I chose the title of my blog based around the sentiments that many African-Americans of my generation are expressing, “Everybody wants to be a nigga, but nobody wants to be a nigga.” Paul Mooney said it in his “Ask a Black Dude” sketch on the Chappelle’s Show some years back, and it rings even more true today.
Hip Hop was one party for people to invite themselves to, but baby hairs? Yes baby hairs and du rags became a “thing”. The worst part about it is when staples in the Black community become trends in the White community, White people are quick to use either of these phrases in a sentence: “post-racial society” and “I’m not racist”, those two have become interchangeable. But by exclaiming those things they are showing their ignorance because in reality, by making those statements, it becomes just another chance for history and social context of Black people in America to be ignored.

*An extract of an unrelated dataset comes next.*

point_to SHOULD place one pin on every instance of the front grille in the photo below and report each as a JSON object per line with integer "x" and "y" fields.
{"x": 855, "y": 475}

On the other side of the spectrum, are those actually talking about racism. The horrifying scenes in Ferguson, MO presented a space for truth about perceptions and realities of Black Americans today and through time. But race in the media is bigger than that. Black people seem to be synonymous with ratings (Love & Hip Hop, Real Housewives of Atlanta, even Blackish).

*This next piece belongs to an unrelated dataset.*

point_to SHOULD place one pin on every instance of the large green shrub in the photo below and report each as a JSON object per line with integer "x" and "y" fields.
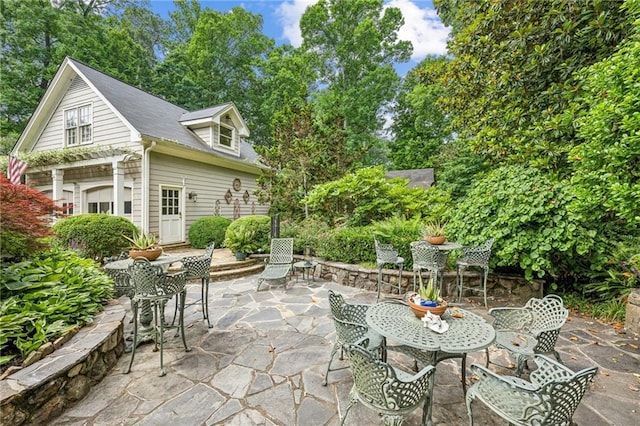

Black is the New Black for a multitude of reasons. For a long time the conversation about race, class, and perceptions of Black Americans has been silenced or diluted. I think that in this chance here, this moment and space in time, the Black community has a chance to be the ones guiding these conversations.
Call to Action: Google “microaggressions”.. Take a step back and think about what you’ve experienced, but also what microaggressions you may have projected onto other people. It’s one thing for the Black community to ask for true acceptance in greater American society, it’s another to be prepared to talk about it and encourage open conversations.